Minął już ponad rok od samobójczej śmierci dziewczyny Jima Carreya, po której aktor usunął się w cień i zupełnie zniknął z show biznesu. Bliscy Cathriony White oskarżają go o psychiczne znęcanie się nad dziewczyną, wyśmiewanie jej, zarażenie chorobą weneryczną i doprowadzenie do odebrania sobie życia. W czasie, kiedy "odpoczywał" od show biznesu zajmował się malarstwem, o którym nagrał nawet film zatytułowany Potrzebuję koloru.

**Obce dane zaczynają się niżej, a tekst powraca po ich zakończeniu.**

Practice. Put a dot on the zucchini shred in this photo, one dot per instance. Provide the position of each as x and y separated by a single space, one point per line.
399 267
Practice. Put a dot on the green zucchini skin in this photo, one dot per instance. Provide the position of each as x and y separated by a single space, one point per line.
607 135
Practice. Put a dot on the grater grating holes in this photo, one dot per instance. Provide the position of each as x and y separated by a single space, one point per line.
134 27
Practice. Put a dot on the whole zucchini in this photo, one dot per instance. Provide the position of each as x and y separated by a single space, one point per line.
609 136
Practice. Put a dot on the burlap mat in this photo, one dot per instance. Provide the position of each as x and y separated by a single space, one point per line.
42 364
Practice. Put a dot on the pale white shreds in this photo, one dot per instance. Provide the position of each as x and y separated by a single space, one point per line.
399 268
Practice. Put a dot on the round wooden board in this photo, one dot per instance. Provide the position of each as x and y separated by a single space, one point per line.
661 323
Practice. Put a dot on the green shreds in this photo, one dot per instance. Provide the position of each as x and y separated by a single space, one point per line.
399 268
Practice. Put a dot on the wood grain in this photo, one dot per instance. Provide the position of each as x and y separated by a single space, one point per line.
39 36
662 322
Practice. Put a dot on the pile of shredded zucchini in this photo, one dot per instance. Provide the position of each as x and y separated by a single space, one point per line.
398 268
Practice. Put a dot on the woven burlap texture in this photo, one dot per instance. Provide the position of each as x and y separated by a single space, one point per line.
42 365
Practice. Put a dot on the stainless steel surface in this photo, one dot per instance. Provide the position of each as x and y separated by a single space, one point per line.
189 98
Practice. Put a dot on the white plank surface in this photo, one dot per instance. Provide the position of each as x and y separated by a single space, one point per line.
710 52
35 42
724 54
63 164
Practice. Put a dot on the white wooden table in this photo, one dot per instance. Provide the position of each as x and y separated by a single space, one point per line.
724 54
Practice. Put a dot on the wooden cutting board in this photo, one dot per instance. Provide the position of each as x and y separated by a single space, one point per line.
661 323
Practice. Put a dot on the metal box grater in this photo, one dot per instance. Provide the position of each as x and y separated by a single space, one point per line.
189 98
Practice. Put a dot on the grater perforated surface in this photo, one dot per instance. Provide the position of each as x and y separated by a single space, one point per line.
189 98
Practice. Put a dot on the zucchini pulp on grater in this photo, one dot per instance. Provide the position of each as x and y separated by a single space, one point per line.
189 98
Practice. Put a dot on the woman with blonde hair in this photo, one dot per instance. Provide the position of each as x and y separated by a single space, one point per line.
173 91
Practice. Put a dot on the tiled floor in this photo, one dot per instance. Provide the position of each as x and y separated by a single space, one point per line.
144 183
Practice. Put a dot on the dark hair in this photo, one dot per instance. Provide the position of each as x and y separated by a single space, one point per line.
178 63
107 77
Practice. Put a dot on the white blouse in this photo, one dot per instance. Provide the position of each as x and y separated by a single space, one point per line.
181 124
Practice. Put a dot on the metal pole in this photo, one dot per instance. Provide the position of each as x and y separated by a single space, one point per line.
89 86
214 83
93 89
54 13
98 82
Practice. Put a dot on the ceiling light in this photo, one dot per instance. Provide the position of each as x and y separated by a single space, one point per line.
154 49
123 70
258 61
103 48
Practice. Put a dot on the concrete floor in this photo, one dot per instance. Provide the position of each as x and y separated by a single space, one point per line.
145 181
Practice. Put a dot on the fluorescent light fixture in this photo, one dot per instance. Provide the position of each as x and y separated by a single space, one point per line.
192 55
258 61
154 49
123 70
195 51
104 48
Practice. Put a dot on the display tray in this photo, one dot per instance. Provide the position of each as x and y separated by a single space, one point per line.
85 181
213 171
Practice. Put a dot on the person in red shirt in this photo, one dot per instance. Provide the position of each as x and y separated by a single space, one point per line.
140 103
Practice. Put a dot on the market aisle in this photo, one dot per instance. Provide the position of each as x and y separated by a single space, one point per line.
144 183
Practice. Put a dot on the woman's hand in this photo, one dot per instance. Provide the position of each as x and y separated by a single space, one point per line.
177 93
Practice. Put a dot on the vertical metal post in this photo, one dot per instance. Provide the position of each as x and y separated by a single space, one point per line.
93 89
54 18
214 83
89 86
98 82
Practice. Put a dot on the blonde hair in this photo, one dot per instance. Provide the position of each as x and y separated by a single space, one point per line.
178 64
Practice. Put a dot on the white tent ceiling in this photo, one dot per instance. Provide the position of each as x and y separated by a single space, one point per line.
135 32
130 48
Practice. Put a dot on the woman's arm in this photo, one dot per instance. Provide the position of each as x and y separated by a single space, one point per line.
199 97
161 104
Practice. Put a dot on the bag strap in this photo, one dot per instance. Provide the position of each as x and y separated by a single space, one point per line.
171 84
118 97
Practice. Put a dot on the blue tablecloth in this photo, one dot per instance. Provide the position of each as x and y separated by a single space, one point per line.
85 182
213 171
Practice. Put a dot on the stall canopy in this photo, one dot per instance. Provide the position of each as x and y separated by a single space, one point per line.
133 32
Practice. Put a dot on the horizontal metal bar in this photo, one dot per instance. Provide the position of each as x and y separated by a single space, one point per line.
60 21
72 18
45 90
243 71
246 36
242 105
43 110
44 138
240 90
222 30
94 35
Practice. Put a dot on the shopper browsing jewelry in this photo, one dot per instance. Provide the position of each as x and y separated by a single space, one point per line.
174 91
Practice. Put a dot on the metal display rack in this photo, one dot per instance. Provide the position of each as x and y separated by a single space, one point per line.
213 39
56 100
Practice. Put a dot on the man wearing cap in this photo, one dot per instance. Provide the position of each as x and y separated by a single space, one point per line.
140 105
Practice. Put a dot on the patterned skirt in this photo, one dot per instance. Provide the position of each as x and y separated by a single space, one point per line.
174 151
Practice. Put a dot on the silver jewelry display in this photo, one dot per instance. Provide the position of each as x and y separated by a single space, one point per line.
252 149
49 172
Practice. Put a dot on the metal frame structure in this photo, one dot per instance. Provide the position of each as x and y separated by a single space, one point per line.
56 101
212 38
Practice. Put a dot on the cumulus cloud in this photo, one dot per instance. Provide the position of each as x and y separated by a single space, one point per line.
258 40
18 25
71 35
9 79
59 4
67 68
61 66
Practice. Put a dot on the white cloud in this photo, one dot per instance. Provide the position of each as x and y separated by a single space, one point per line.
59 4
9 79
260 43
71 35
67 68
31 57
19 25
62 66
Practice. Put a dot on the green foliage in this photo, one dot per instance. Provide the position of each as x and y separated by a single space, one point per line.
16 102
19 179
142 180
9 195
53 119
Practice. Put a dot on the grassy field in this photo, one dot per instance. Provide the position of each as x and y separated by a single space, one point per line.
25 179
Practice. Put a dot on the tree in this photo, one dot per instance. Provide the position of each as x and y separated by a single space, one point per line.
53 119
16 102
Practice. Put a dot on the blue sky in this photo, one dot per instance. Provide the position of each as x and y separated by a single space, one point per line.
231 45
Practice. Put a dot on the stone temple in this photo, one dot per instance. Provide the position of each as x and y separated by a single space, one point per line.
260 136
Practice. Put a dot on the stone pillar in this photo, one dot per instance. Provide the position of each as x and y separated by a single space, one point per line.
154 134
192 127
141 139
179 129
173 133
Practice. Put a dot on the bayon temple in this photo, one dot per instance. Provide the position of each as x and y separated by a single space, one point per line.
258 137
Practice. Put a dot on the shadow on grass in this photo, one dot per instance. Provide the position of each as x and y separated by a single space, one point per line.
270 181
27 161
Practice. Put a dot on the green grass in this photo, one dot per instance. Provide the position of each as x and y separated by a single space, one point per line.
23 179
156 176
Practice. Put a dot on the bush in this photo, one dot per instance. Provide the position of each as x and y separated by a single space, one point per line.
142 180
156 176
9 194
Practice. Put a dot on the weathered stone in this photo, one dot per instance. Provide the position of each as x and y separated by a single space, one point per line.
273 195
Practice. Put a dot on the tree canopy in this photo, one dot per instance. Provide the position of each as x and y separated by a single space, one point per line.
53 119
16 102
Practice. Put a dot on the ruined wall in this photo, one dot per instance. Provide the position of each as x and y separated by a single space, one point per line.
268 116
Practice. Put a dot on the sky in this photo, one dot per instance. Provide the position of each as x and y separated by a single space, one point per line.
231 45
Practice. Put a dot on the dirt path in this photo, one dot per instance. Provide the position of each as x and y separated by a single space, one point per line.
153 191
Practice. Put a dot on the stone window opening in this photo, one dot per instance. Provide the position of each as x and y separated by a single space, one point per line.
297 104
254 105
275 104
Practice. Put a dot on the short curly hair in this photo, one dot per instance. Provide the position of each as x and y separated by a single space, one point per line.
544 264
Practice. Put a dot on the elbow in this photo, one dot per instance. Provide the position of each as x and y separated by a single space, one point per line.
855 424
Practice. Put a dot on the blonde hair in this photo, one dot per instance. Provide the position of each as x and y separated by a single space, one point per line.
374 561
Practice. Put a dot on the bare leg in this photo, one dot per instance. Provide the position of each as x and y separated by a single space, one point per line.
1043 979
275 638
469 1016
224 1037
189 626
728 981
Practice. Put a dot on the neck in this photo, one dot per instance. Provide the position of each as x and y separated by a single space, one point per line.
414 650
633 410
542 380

Niespodziewanie dla wszystkich Carrey pojawił się nowojorskim tygodniu mody, a konkretnie na imprezie Harper's Bazaar's ICONS. Aktor, który nigdy nie bywał na takich imprezach, a nawet od nich stronił, wywołał niemałe zamieszanie. Dziennikarka, która zauważyła aktora postanowiła przeprowadzić z nim wywiad. Zaczęła od zadania pytania, które nasuwało się wszystkim zgromadzonym: Co pan tutaj robi?
Aktor odpowiedział, że szukał czegoś zupełnie pozbawionego znaczenia i sensu, w czym mógłby wziąć udział i tak trafił tutaj. Z kolejnymi pytaniami było tylko gorzej.
To impreza na cześć modowych ikon. Wierzysz w ikony? - zapytała dziennikarka stacji E!
Jeny, to naprawdę najmniej ambitna możliwość, jaka mogła nam przyjść do głowy – odpowiedział Carey z szaleństwem w oczach. Nie mogę powiedzieć, czy na pewno istniejesz, ale za to w powietrzu unosi się ładny zapach.
Gdy rozmowa zaczęła zbaczać z toru, dziennikarka próbowała nadać jej przyjemny ton i wrócić do tematu mody.
Ale Jim, przecież ubrałeś się stosownie do okazji. Wyglądasz bardzo dobrze!
Nie wystroiłem się. Nie ma żadnego "mnie". Są tylko rzeczy, które się dzieją – tłumaczył Carey coraz bardziej przerażonej dziennikarce. Ten świat do nas nie należy. Nie mamy żadnego znaczenia.
Trudno określić, czy to załamanie nerwowe, przedawkowanie środków psychoaktywnych czy po prostu próba odwrócenia uwagi od faktu, że jest oskarżony o przyczynienie się do śmierci młodej dziewczyny. W każdym razie, odniosło to raczej odwrotny skutek.